Una condizione, quella dell’uomo, creatasi per alcune irregolarità col fisco, dovute probabilmente più alla disperazione e all’istinto di sopravvivenza che a una volontà di arricchirsi. La crisi infatti che ha massacrato il settore edile negli ultimi anni, iniziava a mordere.
Intanto si comincia a far luce sulle vicende che hanno portato il piccolo artigiano al suo gesto estremo. Doveva molto di più al Fisco di quanto si era pensato inizialmente. Almeno 234 mila euro per irregolarità fiscali commesse tra il 2005 e 2007. Le contestazioni della commissione tributaria – davanti alla cui sede, inglobata in quella che fino a pochi mesi fa comprendeva anche l’Agenzia delle entrate, il muratore ha compiuto il suo gesto – riguardavano soprattutto fatturazioni omesse o ridotte e l’utilizzo di una fattura intestata a una ditta non più esistente dal 1982.
Le traversie dell’artigiano, per quanto taciute ai familiari, avevano iniziato a essere sempre più pesanti con la sentenza di primo grado della commissione, arrivata lo scorso 15 novembre. Secondo quanto detto dai giudici tributari al quotidiano bolognese Resto del Carlino, l’uomo non avrebbe cercato la via della conciliazione, ma avrebbe imboccato quella del ricorso, aggravando ulteriormente la sua posizione e il suo debito.

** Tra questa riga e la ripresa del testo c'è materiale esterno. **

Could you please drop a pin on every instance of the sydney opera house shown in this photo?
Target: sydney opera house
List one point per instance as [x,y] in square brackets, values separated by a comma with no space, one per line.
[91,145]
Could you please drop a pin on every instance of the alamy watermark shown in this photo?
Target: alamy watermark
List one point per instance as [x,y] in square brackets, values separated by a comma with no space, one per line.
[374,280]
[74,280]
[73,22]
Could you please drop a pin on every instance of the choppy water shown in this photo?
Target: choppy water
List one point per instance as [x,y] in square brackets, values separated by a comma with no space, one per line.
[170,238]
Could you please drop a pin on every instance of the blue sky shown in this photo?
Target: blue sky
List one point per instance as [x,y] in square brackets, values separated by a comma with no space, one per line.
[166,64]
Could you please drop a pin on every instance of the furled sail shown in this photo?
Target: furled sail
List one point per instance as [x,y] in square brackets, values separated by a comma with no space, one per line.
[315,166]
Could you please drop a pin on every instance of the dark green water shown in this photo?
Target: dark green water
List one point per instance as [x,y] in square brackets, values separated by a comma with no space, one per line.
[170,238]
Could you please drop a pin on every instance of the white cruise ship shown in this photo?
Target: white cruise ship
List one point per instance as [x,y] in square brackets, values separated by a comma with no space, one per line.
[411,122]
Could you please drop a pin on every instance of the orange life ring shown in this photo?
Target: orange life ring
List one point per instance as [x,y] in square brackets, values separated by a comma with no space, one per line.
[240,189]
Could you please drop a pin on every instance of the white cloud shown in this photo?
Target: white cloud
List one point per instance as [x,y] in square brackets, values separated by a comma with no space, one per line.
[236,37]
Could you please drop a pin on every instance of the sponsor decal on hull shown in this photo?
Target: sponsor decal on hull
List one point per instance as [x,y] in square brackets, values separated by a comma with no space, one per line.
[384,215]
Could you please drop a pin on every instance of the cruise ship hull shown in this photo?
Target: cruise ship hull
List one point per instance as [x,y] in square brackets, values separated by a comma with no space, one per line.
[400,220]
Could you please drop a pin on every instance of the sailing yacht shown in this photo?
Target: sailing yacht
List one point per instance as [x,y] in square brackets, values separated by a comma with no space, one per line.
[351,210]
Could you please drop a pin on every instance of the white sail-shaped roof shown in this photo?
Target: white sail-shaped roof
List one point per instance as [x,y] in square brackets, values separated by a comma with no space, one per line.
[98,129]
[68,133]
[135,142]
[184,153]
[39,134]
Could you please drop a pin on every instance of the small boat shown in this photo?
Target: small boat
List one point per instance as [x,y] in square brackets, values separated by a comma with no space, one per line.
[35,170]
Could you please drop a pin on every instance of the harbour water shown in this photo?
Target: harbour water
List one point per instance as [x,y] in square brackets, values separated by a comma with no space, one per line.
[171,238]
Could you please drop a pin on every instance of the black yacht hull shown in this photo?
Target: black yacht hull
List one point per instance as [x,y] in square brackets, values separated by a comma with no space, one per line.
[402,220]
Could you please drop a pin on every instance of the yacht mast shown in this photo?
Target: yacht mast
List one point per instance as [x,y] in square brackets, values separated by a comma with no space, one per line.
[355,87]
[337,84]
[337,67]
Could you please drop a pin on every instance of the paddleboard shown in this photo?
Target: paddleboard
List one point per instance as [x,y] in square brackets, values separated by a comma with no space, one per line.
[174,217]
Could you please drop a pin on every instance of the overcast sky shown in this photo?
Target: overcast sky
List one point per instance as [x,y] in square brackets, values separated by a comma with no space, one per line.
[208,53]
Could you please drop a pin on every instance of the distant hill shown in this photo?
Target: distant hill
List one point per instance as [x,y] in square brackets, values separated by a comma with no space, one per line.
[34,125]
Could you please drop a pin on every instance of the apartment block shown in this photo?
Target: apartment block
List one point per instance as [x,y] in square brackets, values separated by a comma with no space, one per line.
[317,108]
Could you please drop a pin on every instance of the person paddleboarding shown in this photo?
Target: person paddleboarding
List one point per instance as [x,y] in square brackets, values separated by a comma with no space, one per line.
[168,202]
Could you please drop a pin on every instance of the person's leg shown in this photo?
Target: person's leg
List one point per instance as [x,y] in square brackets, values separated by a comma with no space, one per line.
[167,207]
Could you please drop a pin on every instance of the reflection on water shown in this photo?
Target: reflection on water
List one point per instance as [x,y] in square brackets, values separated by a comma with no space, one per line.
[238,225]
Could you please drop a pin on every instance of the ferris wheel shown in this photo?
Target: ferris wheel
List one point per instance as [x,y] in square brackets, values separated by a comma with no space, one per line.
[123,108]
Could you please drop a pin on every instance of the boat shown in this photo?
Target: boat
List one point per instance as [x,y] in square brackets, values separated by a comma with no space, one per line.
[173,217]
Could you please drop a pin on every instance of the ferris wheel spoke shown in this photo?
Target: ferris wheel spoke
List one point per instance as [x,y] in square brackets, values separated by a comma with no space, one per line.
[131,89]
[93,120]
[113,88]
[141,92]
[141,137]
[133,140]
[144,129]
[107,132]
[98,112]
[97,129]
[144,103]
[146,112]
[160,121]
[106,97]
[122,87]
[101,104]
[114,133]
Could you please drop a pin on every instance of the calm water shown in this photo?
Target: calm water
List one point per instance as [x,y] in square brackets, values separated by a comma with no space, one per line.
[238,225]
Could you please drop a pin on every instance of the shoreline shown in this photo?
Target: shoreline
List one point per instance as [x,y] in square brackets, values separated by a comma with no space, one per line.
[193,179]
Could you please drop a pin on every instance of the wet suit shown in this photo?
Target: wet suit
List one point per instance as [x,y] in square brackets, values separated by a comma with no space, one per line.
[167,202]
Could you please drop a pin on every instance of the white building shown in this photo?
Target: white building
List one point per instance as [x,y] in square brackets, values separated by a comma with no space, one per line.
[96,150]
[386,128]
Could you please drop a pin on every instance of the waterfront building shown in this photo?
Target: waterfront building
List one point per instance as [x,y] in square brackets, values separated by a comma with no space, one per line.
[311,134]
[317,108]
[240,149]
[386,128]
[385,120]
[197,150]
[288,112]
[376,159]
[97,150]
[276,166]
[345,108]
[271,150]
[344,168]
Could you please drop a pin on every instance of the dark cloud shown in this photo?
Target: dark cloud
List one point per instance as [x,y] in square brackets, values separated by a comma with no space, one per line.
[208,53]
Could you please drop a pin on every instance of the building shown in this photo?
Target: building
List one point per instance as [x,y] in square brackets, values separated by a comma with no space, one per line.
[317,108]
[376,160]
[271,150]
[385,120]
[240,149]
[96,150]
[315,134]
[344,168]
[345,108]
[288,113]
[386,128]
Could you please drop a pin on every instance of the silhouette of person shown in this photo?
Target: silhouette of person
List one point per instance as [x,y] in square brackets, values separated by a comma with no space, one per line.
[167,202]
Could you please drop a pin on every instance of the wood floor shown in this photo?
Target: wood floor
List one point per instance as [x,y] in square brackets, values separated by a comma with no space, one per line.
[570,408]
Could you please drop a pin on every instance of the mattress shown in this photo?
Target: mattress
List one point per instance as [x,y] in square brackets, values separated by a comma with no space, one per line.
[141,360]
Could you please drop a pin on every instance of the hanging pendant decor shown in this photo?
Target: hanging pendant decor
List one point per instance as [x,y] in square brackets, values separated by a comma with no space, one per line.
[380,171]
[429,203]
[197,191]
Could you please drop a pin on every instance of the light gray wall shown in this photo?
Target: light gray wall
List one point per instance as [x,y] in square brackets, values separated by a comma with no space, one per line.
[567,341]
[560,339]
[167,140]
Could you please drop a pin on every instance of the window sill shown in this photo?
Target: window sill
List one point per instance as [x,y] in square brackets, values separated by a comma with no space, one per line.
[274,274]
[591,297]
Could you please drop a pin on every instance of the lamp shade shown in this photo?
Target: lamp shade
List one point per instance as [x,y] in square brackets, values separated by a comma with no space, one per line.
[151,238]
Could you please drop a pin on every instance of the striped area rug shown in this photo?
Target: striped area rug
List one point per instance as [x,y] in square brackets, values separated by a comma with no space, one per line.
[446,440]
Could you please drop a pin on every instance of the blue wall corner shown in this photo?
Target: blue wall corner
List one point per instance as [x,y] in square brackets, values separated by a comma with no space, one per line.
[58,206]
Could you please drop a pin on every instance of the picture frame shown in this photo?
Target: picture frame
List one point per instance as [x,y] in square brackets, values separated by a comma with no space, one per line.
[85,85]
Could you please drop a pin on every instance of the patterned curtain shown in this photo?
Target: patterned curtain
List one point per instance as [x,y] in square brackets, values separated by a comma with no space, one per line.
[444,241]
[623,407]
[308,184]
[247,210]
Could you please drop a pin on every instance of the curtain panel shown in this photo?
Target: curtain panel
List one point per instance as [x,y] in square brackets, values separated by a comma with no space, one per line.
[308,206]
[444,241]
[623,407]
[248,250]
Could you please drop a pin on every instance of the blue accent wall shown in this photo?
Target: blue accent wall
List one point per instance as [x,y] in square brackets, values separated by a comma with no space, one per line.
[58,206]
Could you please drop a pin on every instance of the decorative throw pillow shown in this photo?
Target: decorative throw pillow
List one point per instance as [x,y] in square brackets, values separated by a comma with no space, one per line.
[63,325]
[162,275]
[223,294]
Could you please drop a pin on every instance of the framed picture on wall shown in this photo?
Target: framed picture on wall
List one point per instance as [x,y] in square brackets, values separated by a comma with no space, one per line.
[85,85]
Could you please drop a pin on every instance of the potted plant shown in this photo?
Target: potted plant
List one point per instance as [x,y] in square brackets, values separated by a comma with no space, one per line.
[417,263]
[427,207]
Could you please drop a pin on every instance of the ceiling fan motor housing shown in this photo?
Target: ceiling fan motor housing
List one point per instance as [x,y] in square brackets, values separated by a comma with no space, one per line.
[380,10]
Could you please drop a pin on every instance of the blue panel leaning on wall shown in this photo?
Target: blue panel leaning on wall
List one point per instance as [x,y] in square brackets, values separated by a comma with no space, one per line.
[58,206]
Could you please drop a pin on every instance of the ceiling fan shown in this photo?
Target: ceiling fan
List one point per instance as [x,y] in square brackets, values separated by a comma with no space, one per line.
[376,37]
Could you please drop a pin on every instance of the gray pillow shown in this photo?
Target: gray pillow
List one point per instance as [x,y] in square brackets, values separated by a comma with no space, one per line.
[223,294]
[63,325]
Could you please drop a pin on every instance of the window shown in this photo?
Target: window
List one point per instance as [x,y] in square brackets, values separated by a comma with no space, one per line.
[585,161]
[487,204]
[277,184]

Non solo. Il muratore residente in provincia di Bologna proprio la mattina del tentato suicidio aveva un appuntamento in tribunale, dove si sarebbe discusso dell’accusa di aver emesso fatture false. Quando intorno alle 9 l’udienza è iniziata, in aula c’era solo l’avvocato, ancora all’oscuro di quanto si era appena consumato davanti all’Agenzia delle Entrate e munito di una procura speciale firmata due giorni prima dal suo assistito. Nel pomeriggio, quando il giudice applicava all’uomo un patteggiamento a 5 mesi e 10 giorni con la sospensione della pena (il piccolo imprenditore non aveva precedenti penali), Giuseppe era già stato trasportato dall’ospedale Maggiore di Bologna a quello di Parma.